Outra questão que faz com que os familiares de pessoas encarceradas cumpram pena por tabela é a constante necessidade de prover à pessoa encarcerada itens de sobrevivência básicos que não são providos pelo estado, como de higiene pessoal, alimentação, roupas, entre outros. Retirar qualquer possibilidade de demonstração de afeto e intimidade também parece ser uma prática de desumanização enraizada nas instituições do sistema prisional. O bolo de aniversário que nunca chegou, ou chegou destruído, a comida remexida e jogada quase inteiramente fora, a mudança constante de regras é comum no dia a dia de quem enfrenta fila às 4h da manhã para visitar um parente em situação de cárcere.
Uma jornada de muitas trocas
Durante o ciclo, as cursistas tiverem acesso a conteúdos teórico-metodológicos que as apoiarão no enfrentamento à relação constante com as instituições do sistema prisional. O primeiro encontro, que aconteceu em dezembro de 2020, foi dedicado à temas e atividades destinados a analisar como o Estado se organiza para prender pessoas, o segundo encontro, que aconteceu em fevereiro de 2021, teve como mote trazer mais informações sobre prisão em flagrante e audiência de custódia e as suas especificidades, bem como quais são os dispositivos legais e instituições que podem ser acionadas pelos familiares no momento de prisão de um familiar.
Já o terceiro encontro foi dedicado ao processo penal, tendo como temas: intimação, defesa, acusação, sentença, recurso, habeas corpus, entre outras abordagens. Além dos conteúdos mais pragmáticos, escolhidos pelas próprias cursistas, as trocas de experiências promovidas durante as atividades basearam a perspectiva circular de aprendizado mútuo, tendo em vista que a noção de ter pessoas que compartilham dos mesmos desafios pode tornar a jornada menos árdua.

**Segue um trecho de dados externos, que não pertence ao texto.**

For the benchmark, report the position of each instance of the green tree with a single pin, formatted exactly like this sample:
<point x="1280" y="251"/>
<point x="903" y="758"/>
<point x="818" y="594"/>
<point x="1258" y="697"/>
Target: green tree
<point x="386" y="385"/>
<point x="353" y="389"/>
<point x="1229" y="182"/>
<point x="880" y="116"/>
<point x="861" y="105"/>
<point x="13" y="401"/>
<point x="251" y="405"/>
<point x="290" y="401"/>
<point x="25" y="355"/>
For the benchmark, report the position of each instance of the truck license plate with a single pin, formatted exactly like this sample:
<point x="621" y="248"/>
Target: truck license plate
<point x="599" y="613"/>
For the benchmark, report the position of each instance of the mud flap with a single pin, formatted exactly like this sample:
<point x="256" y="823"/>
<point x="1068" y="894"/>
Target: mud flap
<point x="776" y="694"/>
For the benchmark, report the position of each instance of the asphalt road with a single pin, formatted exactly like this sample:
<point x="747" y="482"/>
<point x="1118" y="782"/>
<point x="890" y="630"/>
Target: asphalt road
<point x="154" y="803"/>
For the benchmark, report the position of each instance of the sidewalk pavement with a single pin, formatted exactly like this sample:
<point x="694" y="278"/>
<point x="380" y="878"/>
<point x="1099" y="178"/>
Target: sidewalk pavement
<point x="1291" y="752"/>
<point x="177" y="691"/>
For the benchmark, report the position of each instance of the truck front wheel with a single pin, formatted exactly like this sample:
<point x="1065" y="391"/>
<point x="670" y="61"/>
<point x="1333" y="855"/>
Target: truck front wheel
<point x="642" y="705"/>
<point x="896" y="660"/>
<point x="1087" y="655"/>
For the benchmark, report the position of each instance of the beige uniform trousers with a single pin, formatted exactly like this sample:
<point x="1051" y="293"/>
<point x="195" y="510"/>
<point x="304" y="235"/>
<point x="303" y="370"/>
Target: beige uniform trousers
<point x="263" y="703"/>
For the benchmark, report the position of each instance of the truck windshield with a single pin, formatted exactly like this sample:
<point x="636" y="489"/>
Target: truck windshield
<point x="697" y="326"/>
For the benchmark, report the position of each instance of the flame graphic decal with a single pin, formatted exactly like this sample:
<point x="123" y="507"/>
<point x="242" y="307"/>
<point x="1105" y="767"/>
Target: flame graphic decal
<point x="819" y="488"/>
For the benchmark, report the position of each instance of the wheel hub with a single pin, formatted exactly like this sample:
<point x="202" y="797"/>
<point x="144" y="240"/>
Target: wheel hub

Conhecimento e acolhimento. Essas duas palavras resumem para Elaine Paixão, articuladora da Frente Estadual pelo Desencarceramento da Bahia, a importância da jornada. “Essa formação, que promoveu encontros com familiares de diversas cidades, foi de suma importância, porque abordou temas que muitas vezes não temos acesso na nossa vida escolar. As mulheres se sentiram abraçadas e acolhidas, além das informações, por exemplo, sobre a possibilidade da construção de habeas corpus e diversas outras ferramentas que trouxeram autonomia sobre como lidar com o projeto de encarceramento do estado”, comentou.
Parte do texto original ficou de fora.